In a more conventional mode of operation, access to distributed capacities is limited and partners will remain hesitant about sharing their knowledge, ideas and technologies if they do not anticipate ever gaining control over decision-making. The authors maintain that a very flexible adaptation of innovation objectives along the way (produced by rotating leadership) permits ongoing development of research and innovation processes. One of the intermediate consequences is that the networks expand according to the needs of the project.
Implications for partners
The implications for partners in global health and in globalized health markets are clear. It takes a shared but also rotating collective leadership for partnerships in a globalized arena to produce collaborative innovations. This type of leadership sustains the motivation and willingness of partners to share the assets they have available. Changes and reformulations of objectives result from the alternation of control at certain critical moments in the project.
Call it a hyperflexible project management situation. Flexible objectives encourage research and exploration, consideration of new hypotheses, new organizational models, new technologies and new assets, and stimulate the activation of large and varied networks (see Figure 1).

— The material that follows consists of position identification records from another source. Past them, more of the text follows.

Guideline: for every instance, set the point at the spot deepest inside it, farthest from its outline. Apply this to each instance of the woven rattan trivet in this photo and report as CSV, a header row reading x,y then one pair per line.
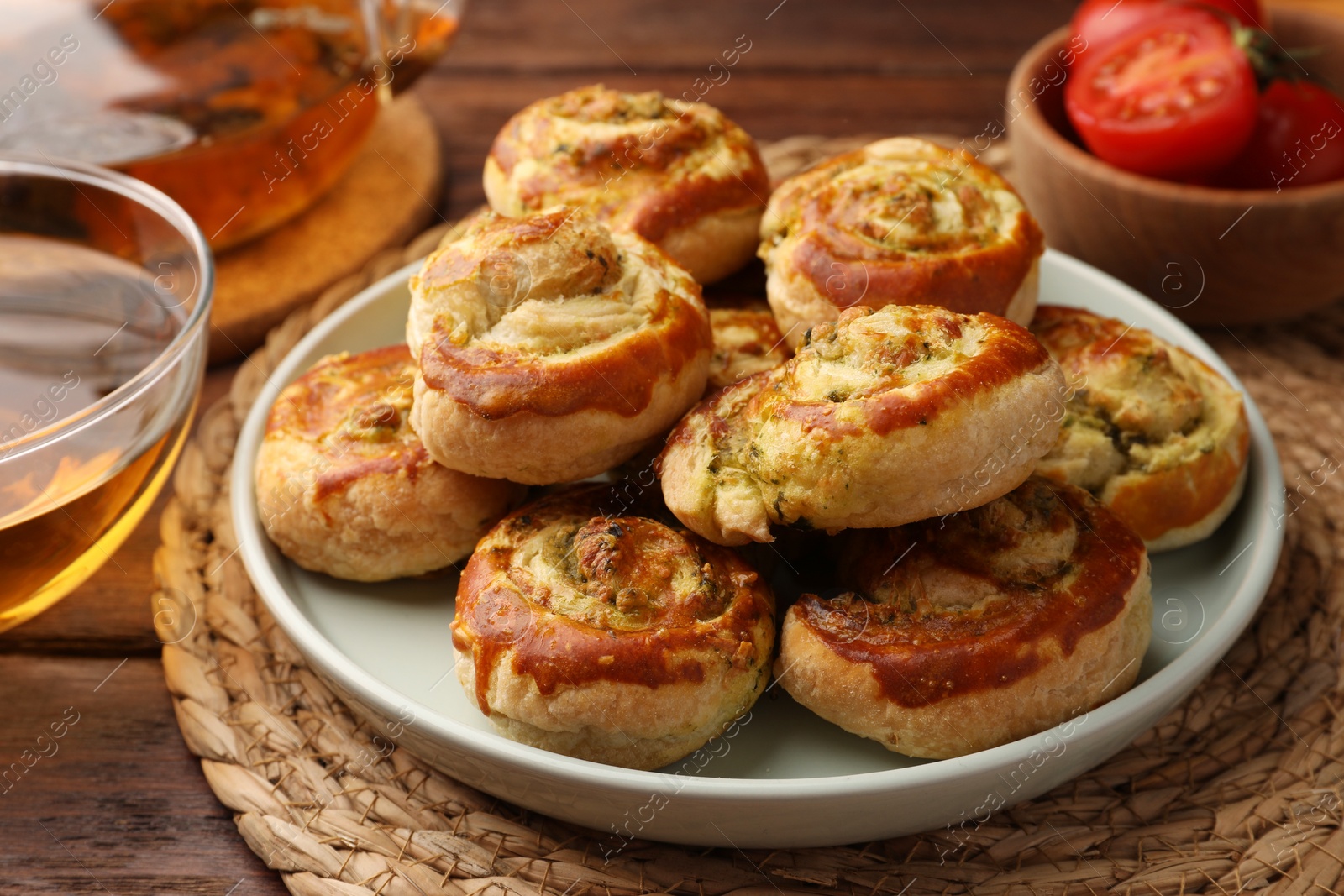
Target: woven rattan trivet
x,y
1236,789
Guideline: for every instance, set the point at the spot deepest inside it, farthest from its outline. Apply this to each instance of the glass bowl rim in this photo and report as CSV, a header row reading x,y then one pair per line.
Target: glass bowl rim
x,y
159,203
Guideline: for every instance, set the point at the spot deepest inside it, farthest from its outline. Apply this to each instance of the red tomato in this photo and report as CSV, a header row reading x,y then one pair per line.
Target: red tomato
x,y
1100,22
1173,97
1299,139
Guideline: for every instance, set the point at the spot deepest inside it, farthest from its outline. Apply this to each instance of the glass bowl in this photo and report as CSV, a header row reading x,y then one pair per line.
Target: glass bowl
x,y
105,291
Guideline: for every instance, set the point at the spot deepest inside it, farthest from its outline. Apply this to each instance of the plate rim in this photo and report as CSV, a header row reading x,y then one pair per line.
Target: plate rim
x,y
1182,674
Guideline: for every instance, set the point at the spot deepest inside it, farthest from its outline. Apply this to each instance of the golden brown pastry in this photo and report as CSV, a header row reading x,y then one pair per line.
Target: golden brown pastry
x,y
1151,430
679,174
612,638
551,348
882,418
346,488
967,633
904,222
746,342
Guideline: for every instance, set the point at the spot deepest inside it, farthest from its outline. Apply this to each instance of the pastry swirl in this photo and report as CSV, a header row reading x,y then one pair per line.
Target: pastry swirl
x,y
609,638
900,221
679,174
967,633
882,418
344,486
1151,430
551,348
746,342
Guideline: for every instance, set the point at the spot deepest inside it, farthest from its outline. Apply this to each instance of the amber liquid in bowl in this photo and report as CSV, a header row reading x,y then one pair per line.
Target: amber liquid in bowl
x,y
245,112
76,324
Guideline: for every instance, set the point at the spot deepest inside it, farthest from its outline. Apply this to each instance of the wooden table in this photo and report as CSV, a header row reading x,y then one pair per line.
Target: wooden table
x,y
123,808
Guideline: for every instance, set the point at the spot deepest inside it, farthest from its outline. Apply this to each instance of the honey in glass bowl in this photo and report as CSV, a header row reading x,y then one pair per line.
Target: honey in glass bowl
x,y
105,289
245,112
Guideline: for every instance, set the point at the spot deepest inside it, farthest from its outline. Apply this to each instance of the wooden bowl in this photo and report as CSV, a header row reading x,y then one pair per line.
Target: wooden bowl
x,y
1210,255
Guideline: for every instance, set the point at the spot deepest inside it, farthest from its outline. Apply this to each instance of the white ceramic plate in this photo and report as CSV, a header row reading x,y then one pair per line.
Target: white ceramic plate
x,y
781,777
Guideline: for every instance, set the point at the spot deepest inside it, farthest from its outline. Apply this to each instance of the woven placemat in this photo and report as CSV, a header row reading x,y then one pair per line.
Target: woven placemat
x,y
1236,789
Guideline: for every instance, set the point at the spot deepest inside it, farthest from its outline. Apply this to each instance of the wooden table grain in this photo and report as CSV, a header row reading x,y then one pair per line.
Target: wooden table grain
x,y
121,806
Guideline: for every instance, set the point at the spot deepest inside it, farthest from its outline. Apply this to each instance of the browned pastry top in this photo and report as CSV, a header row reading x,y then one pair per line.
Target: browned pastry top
x,y
880,371
553,315
575,597
904,221
638,160
1152,430
983,598
354,409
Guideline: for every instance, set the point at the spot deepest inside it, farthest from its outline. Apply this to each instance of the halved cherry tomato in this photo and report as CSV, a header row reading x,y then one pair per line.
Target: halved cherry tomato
x,y
1173,97
1299,140
1100,22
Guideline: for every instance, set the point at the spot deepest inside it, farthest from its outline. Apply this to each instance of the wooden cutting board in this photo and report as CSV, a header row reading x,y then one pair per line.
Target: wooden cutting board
x,y
383,201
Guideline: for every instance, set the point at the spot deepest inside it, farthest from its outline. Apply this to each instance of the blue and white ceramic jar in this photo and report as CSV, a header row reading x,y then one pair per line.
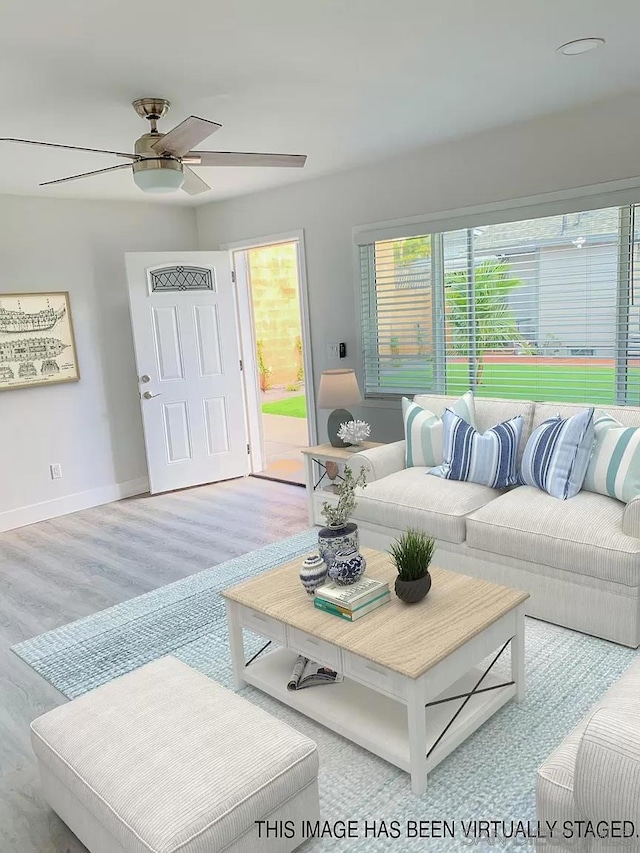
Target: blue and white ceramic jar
x,y
313,573
337,538
347,567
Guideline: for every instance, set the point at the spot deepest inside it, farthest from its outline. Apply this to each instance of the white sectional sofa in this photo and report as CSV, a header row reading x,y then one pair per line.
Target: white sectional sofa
x,y
579,559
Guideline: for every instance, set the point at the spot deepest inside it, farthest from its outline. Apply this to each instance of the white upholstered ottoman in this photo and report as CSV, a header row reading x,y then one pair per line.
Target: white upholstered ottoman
x,y
164,760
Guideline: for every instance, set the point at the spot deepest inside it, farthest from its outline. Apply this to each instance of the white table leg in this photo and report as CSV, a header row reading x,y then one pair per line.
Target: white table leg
x,y
236,643
308,476
517,655
416,717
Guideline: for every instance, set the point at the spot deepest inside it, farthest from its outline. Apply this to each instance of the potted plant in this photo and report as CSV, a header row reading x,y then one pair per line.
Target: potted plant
x,y
412,554
340,533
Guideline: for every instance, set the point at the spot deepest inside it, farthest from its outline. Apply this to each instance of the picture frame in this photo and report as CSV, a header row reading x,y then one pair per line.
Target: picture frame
x,y
37,341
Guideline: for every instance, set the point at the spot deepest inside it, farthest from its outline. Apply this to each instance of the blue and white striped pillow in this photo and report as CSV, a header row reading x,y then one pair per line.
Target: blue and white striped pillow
x,y
423,430
557,455
488,458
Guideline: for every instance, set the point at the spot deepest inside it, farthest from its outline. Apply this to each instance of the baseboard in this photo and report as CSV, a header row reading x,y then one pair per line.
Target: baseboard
x,y
71,503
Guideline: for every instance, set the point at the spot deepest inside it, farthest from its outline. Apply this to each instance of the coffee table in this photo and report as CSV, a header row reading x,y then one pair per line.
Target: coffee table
x,y
414,687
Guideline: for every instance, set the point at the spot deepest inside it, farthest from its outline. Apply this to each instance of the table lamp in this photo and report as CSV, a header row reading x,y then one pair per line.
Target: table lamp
x,y
338,388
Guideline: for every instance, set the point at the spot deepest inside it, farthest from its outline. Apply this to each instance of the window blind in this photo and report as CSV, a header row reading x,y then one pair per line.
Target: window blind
x,y
543,309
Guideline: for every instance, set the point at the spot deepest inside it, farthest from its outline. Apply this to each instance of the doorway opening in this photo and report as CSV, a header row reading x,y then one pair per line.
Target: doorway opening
x,y
274,327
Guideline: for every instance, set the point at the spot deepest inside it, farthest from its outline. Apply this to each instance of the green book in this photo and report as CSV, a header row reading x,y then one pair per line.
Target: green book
x,y
352,615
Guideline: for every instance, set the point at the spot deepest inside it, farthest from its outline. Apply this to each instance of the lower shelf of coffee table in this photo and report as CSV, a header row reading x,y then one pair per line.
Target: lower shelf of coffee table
x,y
373,720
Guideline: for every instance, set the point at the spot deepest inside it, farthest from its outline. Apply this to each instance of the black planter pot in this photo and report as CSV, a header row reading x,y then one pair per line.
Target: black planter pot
x,y
413,591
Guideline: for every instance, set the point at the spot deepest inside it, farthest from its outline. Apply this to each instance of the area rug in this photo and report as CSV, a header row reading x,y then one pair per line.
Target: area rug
x,y
489,777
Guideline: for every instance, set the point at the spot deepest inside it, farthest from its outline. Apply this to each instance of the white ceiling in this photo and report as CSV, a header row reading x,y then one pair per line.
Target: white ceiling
x,y
343,81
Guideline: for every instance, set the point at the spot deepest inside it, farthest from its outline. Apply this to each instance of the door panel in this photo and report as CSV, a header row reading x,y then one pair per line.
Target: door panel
x,y
184,321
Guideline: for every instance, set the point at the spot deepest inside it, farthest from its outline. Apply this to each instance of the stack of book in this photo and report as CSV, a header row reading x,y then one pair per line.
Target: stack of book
x,y
352,602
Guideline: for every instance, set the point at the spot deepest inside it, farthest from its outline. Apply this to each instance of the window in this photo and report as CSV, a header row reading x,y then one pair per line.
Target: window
x,y
539,309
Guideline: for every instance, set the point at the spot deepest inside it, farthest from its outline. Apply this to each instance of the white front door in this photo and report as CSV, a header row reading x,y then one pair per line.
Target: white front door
x,y
185,332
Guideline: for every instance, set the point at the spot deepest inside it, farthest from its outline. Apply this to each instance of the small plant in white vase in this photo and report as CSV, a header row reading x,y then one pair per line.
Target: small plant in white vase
x,y
340,533
354,432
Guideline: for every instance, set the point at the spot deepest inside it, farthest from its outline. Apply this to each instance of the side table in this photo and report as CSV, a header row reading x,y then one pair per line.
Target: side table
x,y
319,484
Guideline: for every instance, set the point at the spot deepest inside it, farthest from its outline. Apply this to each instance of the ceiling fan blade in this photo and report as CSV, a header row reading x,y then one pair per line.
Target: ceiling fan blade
x,y
185,135
70,147
86,174
193,184
242,158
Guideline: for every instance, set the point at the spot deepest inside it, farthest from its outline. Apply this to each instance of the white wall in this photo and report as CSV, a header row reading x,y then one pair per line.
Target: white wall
x,y
92,427
591,145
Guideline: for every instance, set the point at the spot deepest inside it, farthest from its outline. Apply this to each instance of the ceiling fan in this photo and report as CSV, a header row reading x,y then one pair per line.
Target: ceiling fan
x,y
162,161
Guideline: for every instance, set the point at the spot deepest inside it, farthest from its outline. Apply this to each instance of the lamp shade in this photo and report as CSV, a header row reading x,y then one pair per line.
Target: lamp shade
x,y
338,388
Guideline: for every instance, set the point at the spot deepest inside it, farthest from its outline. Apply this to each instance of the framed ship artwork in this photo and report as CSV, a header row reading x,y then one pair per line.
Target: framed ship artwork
x,y
37,346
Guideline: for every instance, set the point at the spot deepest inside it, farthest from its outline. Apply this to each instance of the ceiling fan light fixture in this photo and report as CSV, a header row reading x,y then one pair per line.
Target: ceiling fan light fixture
x,y
158,176
578,46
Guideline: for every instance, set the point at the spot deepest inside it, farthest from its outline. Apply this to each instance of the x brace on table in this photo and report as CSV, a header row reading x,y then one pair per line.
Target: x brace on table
x,y
466,696
476,691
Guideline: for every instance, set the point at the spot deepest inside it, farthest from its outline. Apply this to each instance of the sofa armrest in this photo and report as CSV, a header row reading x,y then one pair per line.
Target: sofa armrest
x,y
607,771
379,462
631,518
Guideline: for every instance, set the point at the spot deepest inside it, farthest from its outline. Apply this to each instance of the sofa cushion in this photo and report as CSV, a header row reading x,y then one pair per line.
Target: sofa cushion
x,y
582,535
557,454
614,466
409,498
488,458
423,430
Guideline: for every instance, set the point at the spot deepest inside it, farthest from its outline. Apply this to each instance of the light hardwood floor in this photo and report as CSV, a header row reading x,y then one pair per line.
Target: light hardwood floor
x,y
61,570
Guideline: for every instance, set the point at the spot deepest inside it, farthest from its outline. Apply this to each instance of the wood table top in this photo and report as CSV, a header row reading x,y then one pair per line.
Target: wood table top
x,y
407,638
328,451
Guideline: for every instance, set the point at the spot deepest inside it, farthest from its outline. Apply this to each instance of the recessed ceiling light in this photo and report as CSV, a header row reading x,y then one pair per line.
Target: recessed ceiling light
x,y
573,48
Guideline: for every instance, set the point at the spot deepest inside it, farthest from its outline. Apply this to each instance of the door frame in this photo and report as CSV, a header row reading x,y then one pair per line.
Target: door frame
x,y
246,329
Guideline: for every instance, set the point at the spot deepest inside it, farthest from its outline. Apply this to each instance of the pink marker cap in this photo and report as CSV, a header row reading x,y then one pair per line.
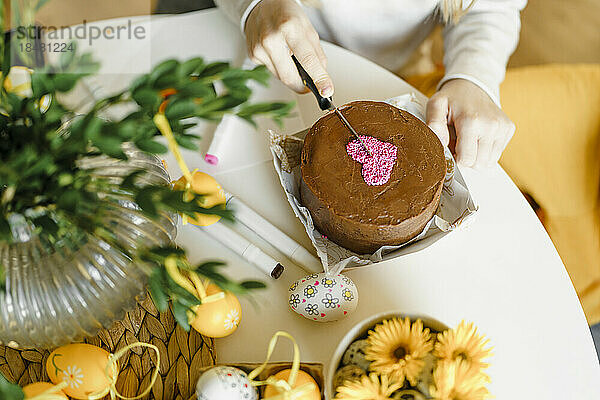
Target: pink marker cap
x,y
211,159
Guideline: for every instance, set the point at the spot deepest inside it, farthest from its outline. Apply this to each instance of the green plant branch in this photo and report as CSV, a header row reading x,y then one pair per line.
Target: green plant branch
x,y
41,173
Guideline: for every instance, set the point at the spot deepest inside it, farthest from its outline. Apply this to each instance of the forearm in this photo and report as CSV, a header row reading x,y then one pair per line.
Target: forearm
x,y
477,48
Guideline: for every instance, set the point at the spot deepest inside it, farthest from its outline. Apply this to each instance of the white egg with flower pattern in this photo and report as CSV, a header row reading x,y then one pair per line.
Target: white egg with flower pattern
x,y
225,383
323,297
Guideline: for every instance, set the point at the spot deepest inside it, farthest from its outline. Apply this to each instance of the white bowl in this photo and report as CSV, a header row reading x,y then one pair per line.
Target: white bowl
x,y
360,331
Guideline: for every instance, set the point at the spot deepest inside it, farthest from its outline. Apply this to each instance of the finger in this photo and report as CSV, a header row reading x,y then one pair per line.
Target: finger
x,y
497,150
500,144
466,142
316,43
260,56
280,55
437,117
484,153
308,58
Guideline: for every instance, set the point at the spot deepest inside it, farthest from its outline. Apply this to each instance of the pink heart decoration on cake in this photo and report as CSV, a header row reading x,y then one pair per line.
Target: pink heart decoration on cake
x,y
376,170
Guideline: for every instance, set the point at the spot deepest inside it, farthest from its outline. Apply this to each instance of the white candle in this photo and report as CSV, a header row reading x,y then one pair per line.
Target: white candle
x,y
241,246
282,242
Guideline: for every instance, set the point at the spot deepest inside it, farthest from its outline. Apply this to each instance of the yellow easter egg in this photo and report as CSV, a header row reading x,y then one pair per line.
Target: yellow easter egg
x,y
218,318
82,366
212,192
34,389
302,379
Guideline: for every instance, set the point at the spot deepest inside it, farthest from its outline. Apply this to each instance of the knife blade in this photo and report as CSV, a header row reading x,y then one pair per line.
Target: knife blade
x,y
326,103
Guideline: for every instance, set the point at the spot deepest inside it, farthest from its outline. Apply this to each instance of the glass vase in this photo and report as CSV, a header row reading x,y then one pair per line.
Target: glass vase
x,y
58,293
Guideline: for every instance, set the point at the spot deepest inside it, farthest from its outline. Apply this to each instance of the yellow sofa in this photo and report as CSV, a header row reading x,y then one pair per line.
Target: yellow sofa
x,y
555,157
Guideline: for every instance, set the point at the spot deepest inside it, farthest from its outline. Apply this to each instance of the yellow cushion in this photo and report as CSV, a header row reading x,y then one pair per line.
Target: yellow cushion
x,y
555,156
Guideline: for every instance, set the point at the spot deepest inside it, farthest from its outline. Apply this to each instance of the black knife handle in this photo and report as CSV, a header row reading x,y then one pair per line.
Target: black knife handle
x,y
325,103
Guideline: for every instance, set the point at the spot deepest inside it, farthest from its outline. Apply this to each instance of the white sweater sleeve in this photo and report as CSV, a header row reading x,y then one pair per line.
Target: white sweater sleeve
x,y
237,10
477,48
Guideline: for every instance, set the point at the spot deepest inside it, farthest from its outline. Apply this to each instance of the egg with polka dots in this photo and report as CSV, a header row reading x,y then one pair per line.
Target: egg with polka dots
x,y
225,383
323,297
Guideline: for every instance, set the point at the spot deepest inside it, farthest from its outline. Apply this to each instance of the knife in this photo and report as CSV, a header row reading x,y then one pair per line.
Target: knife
x,y
326,103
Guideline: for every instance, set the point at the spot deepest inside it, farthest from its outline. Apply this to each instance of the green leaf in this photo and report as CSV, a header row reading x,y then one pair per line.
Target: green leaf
x,y
69,199
128,182
41,84
10,391
47,224
214,68
151,146
65,82
110,146
162,69
5,232
191,66
180,314
197,89
187,141
144,198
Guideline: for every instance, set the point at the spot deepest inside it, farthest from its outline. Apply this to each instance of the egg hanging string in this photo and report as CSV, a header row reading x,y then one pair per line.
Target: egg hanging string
x,y
162,123
112,366
286,388
51,394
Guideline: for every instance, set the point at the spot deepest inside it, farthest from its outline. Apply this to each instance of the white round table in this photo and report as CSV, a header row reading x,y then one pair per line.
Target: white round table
x,y
502,272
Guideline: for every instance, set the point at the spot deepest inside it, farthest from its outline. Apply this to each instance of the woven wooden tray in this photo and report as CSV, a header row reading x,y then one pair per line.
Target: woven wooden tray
x,y
183,355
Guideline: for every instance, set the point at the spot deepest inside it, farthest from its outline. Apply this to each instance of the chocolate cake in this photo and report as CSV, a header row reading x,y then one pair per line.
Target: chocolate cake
x,y
361,206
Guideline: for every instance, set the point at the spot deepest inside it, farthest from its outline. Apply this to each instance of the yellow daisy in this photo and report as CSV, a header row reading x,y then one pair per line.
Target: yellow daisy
x,y
465,343
369,387
397,348
458,380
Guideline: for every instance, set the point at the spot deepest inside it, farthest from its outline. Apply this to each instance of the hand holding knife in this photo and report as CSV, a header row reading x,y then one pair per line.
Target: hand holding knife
x,y
326,103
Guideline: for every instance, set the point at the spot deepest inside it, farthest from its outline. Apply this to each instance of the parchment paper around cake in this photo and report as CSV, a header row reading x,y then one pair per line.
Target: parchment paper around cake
x,y
456,208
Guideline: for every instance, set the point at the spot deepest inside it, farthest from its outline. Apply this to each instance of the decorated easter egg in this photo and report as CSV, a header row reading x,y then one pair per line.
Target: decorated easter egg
x,y
323,297
38,388
82,366
212,195
347,373
355,355
301,379
225,383
217,318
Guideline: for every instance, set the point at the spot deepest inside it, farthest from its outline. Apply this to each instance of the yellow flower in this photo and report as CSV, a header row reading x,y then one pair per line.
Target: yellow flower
x,y
465,343
369,387
397,348
458,380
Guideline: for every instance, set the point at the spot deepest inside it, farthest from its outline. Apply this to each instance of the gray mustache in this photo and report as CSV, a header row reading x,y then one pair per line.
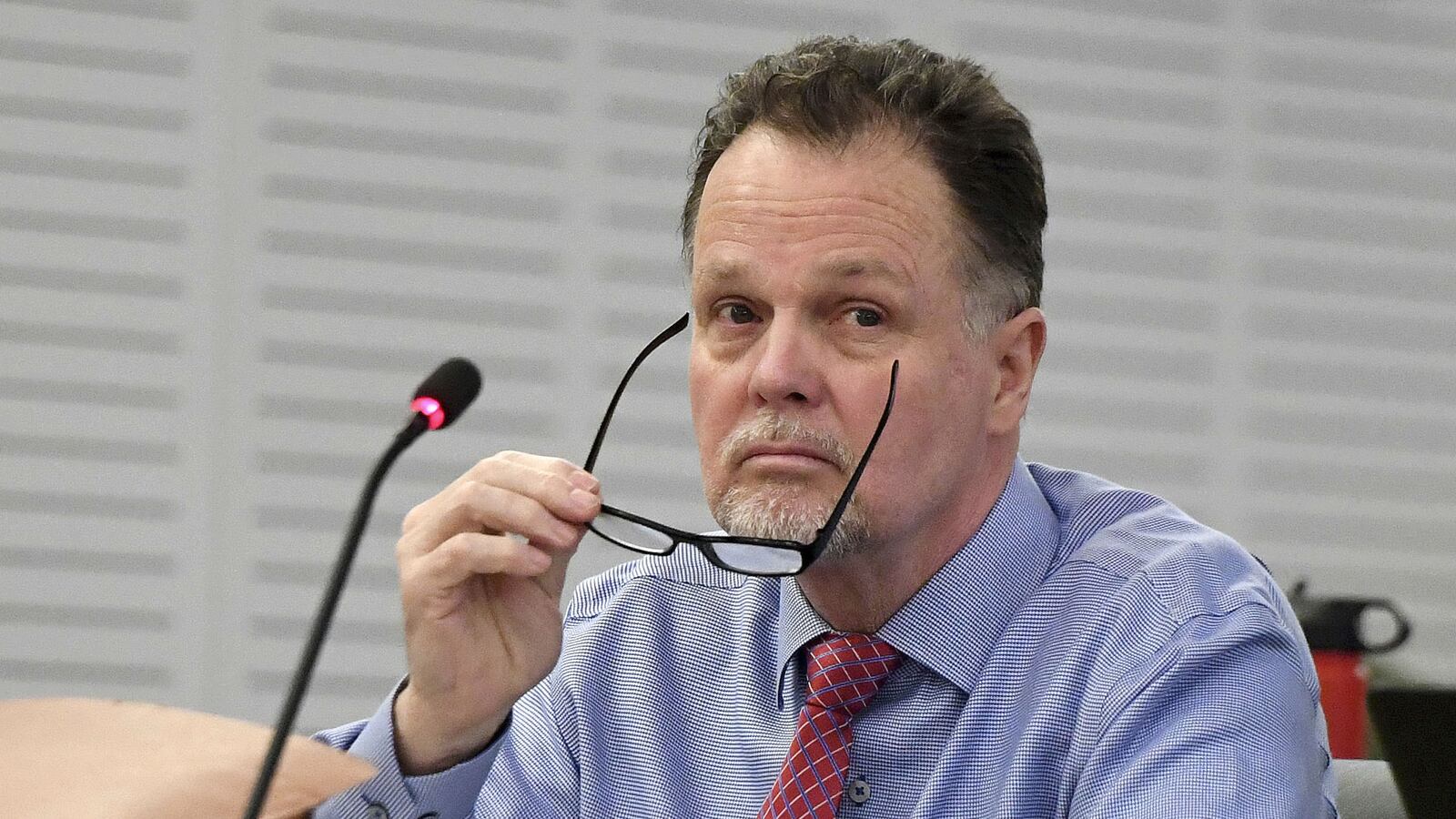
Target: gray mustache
x,y
769,426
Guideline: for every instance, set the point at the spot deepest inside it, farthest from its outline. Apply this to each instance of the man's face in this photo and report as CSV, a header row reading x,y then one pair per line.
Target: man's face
x,y
813,271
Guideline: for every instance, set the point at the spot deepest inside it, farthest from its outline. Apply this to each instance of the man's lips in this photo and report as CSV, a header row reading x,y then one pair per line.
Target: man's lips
x,y
781,453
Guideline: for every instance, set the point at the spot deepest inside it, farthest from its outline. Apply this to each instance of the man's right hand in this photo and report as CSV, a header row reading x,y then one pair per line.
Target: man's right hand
x,y
480,573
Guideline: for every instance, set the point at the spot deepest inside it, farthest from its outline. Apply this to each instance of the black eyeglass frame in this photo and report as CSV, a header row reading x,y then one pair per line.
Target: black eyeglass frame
x,y
808,552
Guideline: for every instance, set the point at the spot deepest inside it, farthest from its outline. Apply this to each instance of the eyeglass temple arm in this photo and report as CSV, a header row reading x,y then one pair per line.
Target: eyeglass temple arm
x,y
606,420
820,541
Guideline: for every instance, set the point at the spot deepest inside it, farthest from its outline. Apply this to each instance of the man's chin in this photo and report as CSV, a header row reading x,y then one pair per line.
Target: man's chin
x,y
771,511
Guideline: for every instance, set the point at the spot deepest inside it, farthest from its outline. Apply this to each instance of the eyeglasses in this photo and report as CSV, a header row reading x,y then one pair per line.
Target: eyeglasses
x,y
764,557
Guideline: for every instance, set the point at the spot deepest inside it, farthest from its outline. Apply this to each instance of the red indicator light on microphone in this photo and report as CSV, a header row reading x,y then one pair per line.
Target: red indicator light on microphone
x,y
430,409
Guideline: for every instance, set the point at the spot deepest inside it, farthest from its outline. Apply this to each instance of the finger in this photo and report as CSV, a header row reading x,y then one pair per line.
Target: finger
x,y
558,467
491,509
470,554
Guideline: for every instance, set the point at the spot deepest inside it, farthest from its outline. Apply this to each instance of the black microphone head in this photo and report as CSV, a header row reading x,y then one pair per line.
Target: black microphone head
x,y
444,395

Contrast with the dominant model
This vision is quite different from the one that guides the global health partnerships we know today. In the June 2012 edition of the Harvard Business Review, Steve Thompson, who leads Johns Hopkins International Health (an immense, organized and productive enterprise), offered his advice in the form of a check list for risk management in international partnerships. We note very quickly, in this model, that Johns Hopkins is the project initiator and retains control of the project all the way through. They co-opt local actors strategically, but consider themselves the project leaders.
According to my interpretation of the article, this dominant model of doing business in a globalized healthcare market contrasts with the model needed for collaborative innovation and the processes required for its production.
Would all our international projects benefit from a collaborative innovation approach? In technological partnerships that are tightly circumscribed, a contract for the purchase of services should suffice. But if the goal is to work together to develop innovations to intervene more effectively in global health and meet the shared challenges that present on a globalized health market, the contract should include management processes that encourage collaborative innovation.